Tax Development Jun 16, 2023

IRS Provides Guidance to Expand Clean Energy Credits Through Elective Transfer Under the Inflation Reduction Act

The U.S. Department of the Treasury released proposed regulations and frequently asked questions describing rules for applicable entities that earn certain clean energy credits. These entities may choose to make a payment election under the recently issued guidance that provides rules for eligible taxpayers electing to transfer certain credits to unrelated parties.

The Inflation Reduction Act (IRA) created two new credit implementation processes—direct pay and transferability—to incentivize clean energy construction among entities unable to take advantage of tax credits, such as nonprofit organizations and state and local governments. The new credit delivery mechanisms allow these formerly ineligible entities to benefit from the new credits available under the IRA.

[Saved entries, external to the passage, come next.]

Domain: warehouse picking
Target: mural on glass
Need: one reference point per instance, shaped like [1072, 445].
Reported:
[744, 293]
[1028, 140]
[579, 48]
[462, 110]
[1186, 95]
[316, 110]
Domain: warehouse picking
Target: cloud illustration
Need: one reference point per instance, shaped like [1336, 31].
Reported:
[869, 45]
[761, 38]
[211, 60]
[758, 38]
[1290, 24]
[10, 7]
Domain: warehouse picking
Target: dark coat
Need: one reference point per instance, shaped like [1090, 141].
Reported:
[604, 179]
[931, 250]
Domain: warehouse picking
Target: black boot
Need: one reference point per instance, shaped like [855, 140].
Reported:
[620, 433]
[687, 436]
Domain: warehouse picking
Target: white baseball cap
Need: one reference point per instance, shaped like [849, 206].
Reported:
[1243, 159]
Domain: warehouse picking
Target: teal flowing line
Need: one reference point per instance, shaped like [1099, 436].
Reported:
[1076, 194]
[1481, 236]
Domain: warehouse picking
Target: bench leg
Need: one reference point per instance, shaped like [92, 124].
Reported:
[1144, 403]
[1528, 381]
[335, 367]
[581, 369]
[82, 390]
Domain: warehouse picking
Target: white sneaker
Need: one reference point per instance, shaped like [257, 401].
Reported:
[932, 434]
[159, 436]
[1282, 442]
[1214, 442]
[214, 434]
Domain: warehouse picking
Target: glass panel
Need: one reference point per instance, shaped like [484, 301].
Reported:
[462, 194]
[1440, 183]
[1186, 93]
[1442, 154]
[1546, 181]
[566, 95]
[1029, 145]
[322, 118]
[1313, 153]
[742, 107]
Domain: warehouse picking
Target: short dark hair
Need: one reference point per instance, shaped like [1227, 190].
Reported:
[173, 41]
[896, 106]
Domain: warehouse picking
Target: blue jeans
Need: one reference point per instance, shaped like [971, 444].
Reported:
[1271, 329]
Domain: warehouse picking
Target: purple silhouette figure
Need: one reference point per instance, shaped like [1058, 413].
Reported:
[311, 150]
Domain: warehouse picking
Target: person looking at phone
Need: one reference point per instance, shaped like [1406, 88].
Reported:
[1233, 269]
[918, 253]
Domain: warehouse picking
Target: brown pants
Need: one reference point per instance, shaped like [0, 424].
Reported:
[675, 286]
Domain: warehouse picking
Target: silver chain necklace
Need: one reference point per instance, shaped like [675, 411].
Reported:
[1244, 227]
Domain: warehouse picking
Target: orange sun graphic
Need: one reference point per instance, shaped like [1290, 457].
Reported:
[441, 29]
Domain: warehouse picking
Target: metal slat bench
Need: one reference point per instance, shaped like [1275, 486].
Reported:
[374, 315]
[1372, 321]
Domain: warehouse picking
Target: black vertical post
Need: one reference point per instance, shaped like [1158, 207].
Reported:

For tax years beginning after December 31, 2022, applicable entities are eligible to make an elective payment, which will treat certain clean energy tax credits as a payment against their federal income tax liabilities, rather than as a nonrefundable credit. This payment will first offset any tax liability of the entity, and any excess will be refundable.

Applicable entities generally include tax-exempt organizations, state and local governments, Indian tribal governments, Alaska native corporations, the Tennessee Valley Authority, and rural electric cooperatives. All other taxpayers may elect to be treated as an applicable entity for a limited number of credits.

In addition, for tax years beginning after December 31, 2022, certain eligible taxpayers (generally taxpayers other than the applicable entities mentioned above) can make an election to transfer all or a portion of an eligible credit to unrelated taxpayers for cash payments. These unrelated taxpayers may claim the transferred credits on their tax returns. The guidance provides that the cash payments are not included in gross income of the eligible taxpayer and are not deductible by the unrelated taxpayers.

Temporary regulations were also issued to provide rules relating to a mandatory IRS pre-filing registration process, which will be facilitated through an electronic portal. This registration process must be completed, and a registration number received, prior to making an elective payment election or an election to transfer eligible credits. These temporary rules will expire on June 12, 2026.

Please contact one of the Ryan tax professionals below to learn how these new rules could impact your business.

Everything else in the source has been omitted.